You can listen to the songs here (link via @Prakshid)
Ever wondered how Qayamat Se Qayamat Tak soundtrack might have sounded, had it been made by present day Bhatts? Mithoon provides a sampler in All Is Well, giving a Tum Hi Ho style makeover to Anand Milind’s Ae Mere Humsafar. Which turns out to be not a bad thing, the sound does suit the original tune quite well. It is the singing that lets the song down – the composer himself and Tulsi Kumar. Amaal Mallik’s Chaar Shanivar seems to borrow from the Yo Yo Honey Singh brand of music, Badshah does the rapping here while Vishal Dadlani leads the vocals. Engaging track, but very heard-before in its South Indian style percussion dominated format. Meet Bros Anjjan manage to produce the most entertaining dance track of the soundtrack with their muse Kanika Kapoor. Nachan Farrate too thrives on heard-before (Punjabi in this case) elements, but the song passes muster nevertheless.
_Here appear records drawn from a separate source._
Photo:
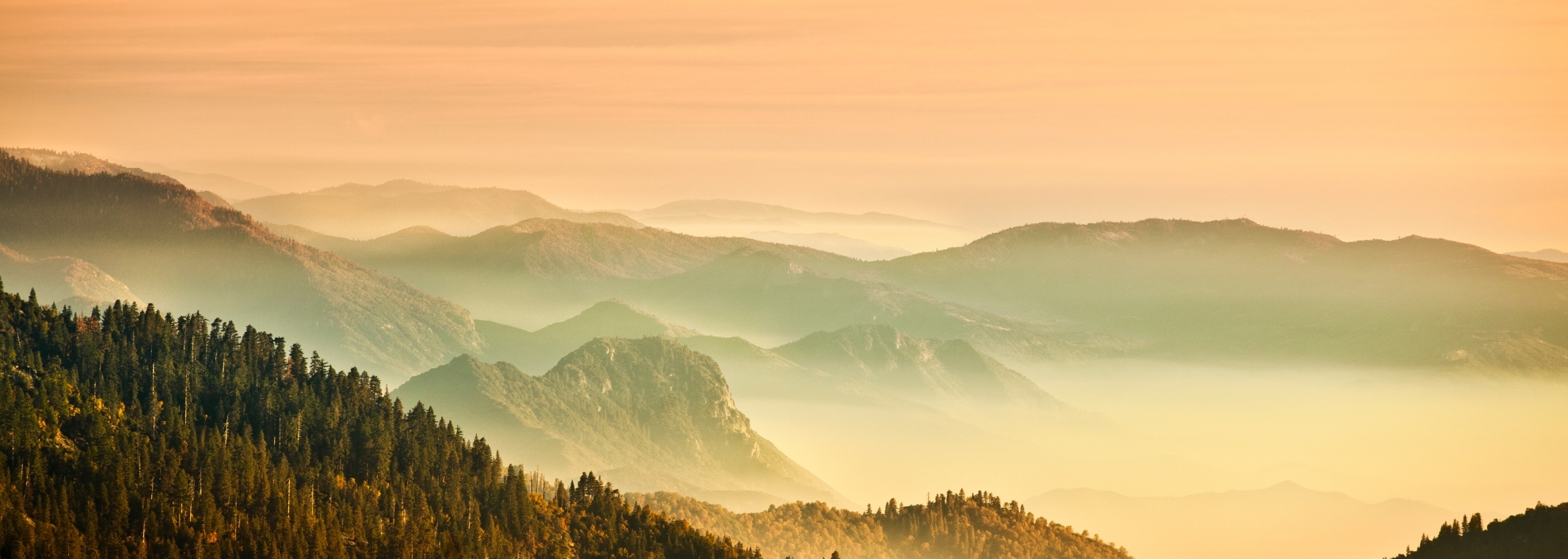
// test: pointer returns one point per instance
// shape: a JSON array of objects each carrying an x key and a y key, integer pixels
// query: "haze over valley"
[
  {"x": 790, "y": 280},
  {"x": 1104, "y": 375}
]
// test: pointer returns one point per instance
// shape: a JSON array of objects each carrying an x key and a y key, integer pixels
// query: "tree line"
[{"x": 129, "y": 432}]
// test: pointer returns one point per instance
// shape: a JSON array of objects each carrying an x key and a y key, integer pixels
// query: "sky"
[{"x": 1361, "y": 120}]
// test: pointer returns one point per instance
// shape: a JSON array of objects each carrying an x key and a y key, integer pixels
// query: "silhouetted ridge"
[
  {"x": 949, "y": 525},
  {"x": 1236, "y": 288},
  {"x": 176, "y": 248},
  {"x": 1540, "y": 533},
  {"x": 648, "y": 414},
  {"x": 131, "y": 432}
]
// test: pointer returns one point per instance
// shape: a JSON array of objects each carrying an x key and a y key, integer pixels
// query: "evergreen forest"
[
  {"x": 127, "y": 432},
  {"x": 947, "y": 527},
  {"x": 1540, "y": 533}
]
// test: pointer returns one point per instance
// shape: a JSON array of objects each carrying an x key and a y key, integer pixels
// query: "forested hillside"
[
  {"x": 1235, "y": 288},
  {"x": 129, "y": 432},
  {"x": 947, "y": 527},
  {"x": 1540, "y": 533},
  {"x": 171, "y": 246},
  {"x": 646, "y": 414}
]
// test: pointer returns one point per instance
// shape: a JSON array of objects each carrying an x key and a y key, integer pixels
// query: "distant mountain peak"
[
  {"x": 648, "y": 414},
  {"x": 83, "y": 163}
]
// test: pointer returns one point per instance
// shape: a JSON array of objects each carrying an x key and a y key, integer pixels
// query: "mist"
[{"x": 1456, "y": 443}]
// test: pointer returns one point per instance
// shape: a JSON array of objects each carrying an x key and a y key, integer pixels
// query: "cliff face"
[
  {"x": 648, "y": 414},
  {"x": 190, "y": 256}
]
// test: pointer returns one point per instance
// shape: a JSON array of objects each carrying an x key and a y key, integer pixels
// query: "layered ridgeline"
[
  {"x": 947, "y": 527},
  {"x": 862, "y": 363},
  {"x": 1278, "y": 522},
  {"x": 539, "y": 351},
  {"x": 169, "y": 245},
  {"x": 949, "y": 375},
  {"x": 772, "y": 298},
  {"x": 1540, "y": 533},
  {"x": 542, "y": 268},
  {"x": 134, "y": 434},
  {"x": 375, "y": 210},
  {"x": 646, "y": 414},
  {"x": 777, "y": 222},
  {"x": 63, "y": 280},
  {"x": 1236, "y": 288}
]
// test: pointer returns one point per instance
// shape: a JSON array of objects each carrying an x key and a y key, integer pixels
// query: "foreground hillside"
[
  {"x": 949, "y": 527},
  {"x": 1540, "y": 533},
  {"x": 169, "y": 245},
  {"x": 646, "y": 414},
  {"x": 134, "y": 434},
  {"x": 1236, "y": 288}
]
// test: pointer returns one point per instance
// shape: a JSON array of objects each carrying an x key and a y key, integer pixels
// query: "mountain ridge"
[
  {"x": 646, "y": 414},
  {"x": 355, "y": 210},
  {"x": 177, "y": 248}
]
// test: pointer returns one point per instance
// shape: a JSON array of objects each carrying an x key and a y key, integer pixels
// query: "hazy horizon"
[
  {"x": 1156, "y": 371},
  {"x": 1361, "y": 121}
]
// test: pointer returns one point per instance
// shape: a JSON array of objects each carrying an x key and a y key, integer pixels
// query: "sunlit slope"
[
  {"x": 646, "y": 414},
  {"x": 176, "y": 248},
  {"x": 949, "y": 525},
  {"x": 949, "y": 375},
  {"x": 1283, "y": 522},
  {"x": 772, "y": 298},
  {"x": 736, "y": 218},
  {"x": 540, "y": 272},
  {"x": 63, "y": 280},
  {"x": 1236, "y": 288},
  {"x": 539, "y": 351},
  {"x": 375, "y": 210}
]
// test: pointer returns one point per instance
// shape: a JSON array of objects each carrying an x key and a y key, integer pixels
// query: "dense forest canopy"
[
  {"x": 127, "y": 432},
  {"x": 1540, "y": 533}
]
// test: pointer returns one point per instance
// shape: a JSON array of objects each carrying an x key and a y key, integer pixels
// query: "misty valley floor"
[{"x": 1286, "y": 451}]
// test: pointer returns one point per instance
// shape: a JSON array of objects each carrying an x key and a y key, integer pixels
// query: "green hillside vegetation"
[
  {"x": 1540, "y": 533},
  {"x": 646, "y": 414},
  {"x": 539, "y": 351},
  {"x": 129, "y": 432},
  {"x": 83, "y": 163},
  {"x": 176, "y": 248},
  {"x": 1236, "y": 288},
  {"x": 767, "y": 296},
  {"x": 947, "y": 527},
  {"x": 63, "y": 280},
  {"x": 375, "y": 210}
]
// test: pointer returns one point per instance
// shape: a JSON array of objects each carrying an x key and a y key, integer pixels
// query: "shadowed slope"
[
  {"x": 648, "y": 414},
  {"x": 1236, "y": 288},
  {"x": 179, "y": 249}
]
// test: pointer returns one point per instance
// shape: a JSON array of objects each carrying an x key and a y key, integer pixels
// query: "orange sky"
[{"x": 1352, "y": 118}]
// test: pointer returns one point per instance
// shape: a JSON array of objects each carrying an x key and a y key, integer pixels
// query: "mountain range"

The soundtrack’s lead composer Himesh Reshammiya composes the remaining three tracks. And he too starts on a Bhatt-inspired format in Baaton Ko Teri. Nothing fresh in offer, but the song works; partly owing to the hauntingness and partly to Arijit Singh’s soulfulness. Tu Mila De is pacier albeit with similar melancholic tone, featuring Ankit Tiwari on vocals. The track gets most interesting in the second interlude, otherwise seems rather monotonous and wears off rather soon. Yolo’s title is a good indicator as to what to expect from the song. The song does have Sreerama Chandra doing some fine singing, but nothing much of interest happens otherwise.
All Is Well. The movie’s title doesn’t hold particularly true for the soundtrack.